Мне не удалось блокировать его с первой попытки. С пятой тоже. Спустя три дня Клэнси познакомился чуть ли не со всеми постыдными воспоминаниями, которые я только смогла выудить из памяти. Лишь после этого мне удалось выстроить сносную защиту.
– Бери шире, – говорил он. – Подумай о том, что ты бы не рассказала ни за какие коврижки. Эти воспоминания побуждают прикладывать больше усилий.
Вот только секретов у меня не осталось. Клянусь, парень оказался настоящим хирургом: настолько остро и аккуратно он действовал. Каждый раз, когда я пыталась выстроить невидимую стену, защита разлеталась на мелкие кусочки, словно вощеная бумага. Но Клэнси не унывал.
– Все получится, – не уставал повторять он. – Я в этом уверен. Ты можешь больше, чем себе позволяешь.
Но первых результатов удалось достичь лишь после того, как я поддалась на уговоры о пикантном случае.
– Это обязательно должно быть воспоминание? – спросила я.
Клэнси задумался.
– Что ж, давай попробуем зайти с другой стороны. Представь что-нибудь. – Возможно, это была игра воображения, но Клэнси как будто подался вперед. – Что-то, чего тебе хочется. Или… кого-то?
Вопрос был задан на редкость спокойным и безразличным тоном. Я сделала вид, что ничего не заметила.
– Хорошо. Я готова.
Клэнси все еще сомневался. Я нет. Эта фантазия преследовала меня уже не одну неделю и, честно говоря, мешала сосредоточиться на тренировках. Она возникла на третью ночь после того, как мы приехали в Ист-Ривер. Я проснулась посреди ночи и резко села в кровати. Рядом храпел Толстяк, Зу перевернулась с боку на бок. По коже пробежала дрожь. Я восстанавливала мечту во всех подробностях, как если бы это было реальное воспоминание.

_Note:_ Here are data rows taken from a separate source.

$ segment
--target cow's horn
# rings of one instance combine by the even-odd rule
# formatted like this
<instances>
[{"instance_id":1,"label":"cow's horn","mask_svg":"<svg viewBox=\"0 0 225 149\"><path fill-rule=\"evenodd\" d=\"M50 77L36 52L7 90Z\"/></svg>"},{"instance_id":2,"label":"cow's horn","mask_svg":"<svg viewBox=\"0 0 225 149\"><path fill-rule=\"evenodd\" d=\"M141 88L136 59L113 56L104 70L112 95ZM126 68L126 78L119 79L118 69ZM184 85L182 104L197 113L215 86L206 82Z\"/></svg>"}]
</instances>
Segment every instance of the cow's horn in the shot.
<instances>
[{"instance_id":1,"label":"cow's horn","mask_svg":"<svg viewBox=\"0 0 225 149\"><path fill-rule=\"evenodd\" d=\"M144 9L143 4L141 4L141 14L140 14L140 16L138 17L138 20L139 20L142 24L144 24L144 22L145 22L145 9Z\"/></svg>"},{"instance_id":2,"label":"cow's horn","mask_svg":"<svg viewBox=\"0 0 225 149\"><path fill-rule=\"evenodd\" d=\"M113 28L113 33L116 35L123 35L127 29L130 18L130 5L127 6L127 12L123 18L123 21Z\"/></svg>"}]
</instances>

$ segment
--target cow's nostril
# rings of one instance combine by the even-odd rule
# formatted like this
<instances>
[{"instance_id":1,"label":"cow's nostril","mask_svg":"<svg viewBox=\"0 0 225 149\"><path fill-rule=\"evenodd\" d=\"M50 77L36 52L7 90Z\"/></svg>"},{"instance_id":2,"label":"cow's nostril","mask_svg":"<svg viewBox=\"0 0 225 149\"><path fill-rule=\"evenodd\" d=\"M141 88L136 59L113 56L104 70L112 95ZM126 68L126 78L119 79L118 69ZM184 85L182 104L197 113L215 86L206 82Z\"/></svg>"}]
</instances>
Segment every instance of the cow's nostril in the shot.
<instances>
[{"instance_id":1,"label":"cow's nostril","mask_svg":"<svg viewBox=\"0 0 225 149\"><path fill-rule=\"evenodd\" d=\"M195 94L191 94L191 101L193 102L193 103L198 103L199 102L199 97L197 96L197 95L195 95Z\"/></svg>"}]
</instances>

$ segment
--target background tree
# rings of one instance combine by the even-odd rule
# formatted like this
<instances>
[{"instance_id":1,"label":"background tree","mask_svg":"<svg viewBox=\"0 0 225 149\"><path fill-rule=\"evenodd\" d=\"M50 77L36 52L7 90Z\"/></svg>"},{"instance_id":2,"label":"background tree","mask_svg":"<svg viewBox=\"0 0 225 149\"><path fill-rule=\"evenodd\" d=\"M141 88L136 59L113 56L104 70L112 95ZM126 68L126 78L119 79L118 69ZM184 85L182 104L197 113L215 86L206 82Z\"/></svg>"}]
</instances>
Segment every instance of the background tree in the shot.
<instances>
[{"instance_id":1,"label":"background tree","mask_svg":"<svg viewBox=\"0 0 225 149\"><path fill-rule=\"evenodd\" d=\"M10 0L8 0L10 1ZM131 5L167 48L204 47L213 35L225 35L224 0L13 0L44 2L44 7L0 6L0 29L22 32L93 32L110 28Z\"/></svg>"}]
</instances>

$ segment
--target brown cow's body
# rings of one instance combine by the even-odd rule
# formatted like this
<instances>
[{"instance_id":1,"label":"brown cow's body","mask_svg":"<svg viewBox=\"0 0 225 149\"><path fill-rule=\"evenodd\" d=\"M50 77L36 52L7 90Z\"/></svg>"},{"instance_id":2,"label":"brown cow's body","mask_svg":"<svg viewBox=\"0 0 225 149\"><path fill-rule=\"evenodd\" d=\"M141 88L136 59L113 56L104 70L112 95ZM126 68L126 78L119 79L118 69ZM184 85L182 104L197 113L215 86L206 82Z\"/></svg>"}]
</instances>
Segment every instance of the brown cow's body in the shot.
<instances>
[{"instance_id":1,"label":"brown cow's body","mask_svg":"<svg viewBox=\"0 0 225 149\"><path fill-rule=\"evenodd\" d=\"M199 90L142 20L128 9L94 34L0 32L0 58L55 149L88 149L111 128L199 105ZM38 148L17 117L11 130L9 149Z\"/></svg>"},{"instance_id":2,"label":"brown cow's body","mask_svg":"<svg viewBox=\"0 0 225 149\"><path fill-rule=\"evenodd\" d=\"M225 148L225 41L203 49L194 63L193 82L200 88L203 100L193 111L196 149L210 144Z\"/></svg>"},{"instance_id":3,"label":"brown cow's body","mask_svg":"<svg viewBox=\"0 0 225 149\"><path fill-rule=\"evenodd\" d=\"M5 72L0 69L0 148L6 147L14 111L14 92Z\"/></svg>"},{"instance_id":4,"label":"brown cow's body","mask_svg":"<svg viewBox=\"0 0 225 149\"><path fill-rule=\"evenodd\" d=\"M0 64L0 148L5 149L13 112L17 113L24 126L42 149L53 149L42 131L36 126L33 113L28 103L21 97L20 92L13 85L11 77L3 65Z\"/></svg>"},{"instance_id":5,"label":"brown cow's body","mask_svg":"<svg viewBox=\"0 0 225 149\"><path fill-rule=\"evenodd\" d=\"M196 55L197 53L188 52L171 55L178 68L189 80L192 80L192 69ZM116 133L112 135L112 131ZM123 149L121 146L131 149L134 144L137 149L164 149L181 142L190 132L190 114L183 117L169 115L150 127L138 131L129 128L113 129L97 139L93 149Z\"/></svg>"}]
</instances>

Образ был настолько сокровенным, что рассказывать о нем я бы не стала никому. До тех пор, пока эта фантазия не всплыла из глубин моего сердца, я и подумать не могла, что могу мечтать о чем-то подобном.
Я представляла весну. Вишневые деревья в цвету и улицу в Салеме, на которой стоял дом родителей. Мы с Лиамом сидели на передних креслах Черной Бетти и слушали песню «Лед Зеппелин», которой, возможно, даже не существовало в реальности. Машина катилась вперед. На белой изгороди перед родительским домом была закреплена арка из белых шаров. А за ней виднелась распахнутая дверь. Лиам, одетый так же, как и в нашу первую встречу, взял меня за руку, и мы вошли в холл. Затем прошли через кухню в бледно-желтых тонах и распахнули дверь, ведущую на задний дворик. Где нас ждали все.
Все-все. Мои родители, бабушка, Зу, Толстяк, Сэм. Все они сидели на одеяле, которое родители расстелили на траве, и ели то, что отец приготовил на гриле. Мама бегала туда-сюда, привязывая новые шарики. Все руки у нее были в грязи – она только что засадила бледными цветами весь задний дворик. Газон преобразился. Мы здоровались со всеми, я обняла Сэм, показала Зу птичек на ветках и представила Толстяка маме.
А потом Лиам наклонился и поцеловал меня. И не было слов, чтобы описать этот поцелуй.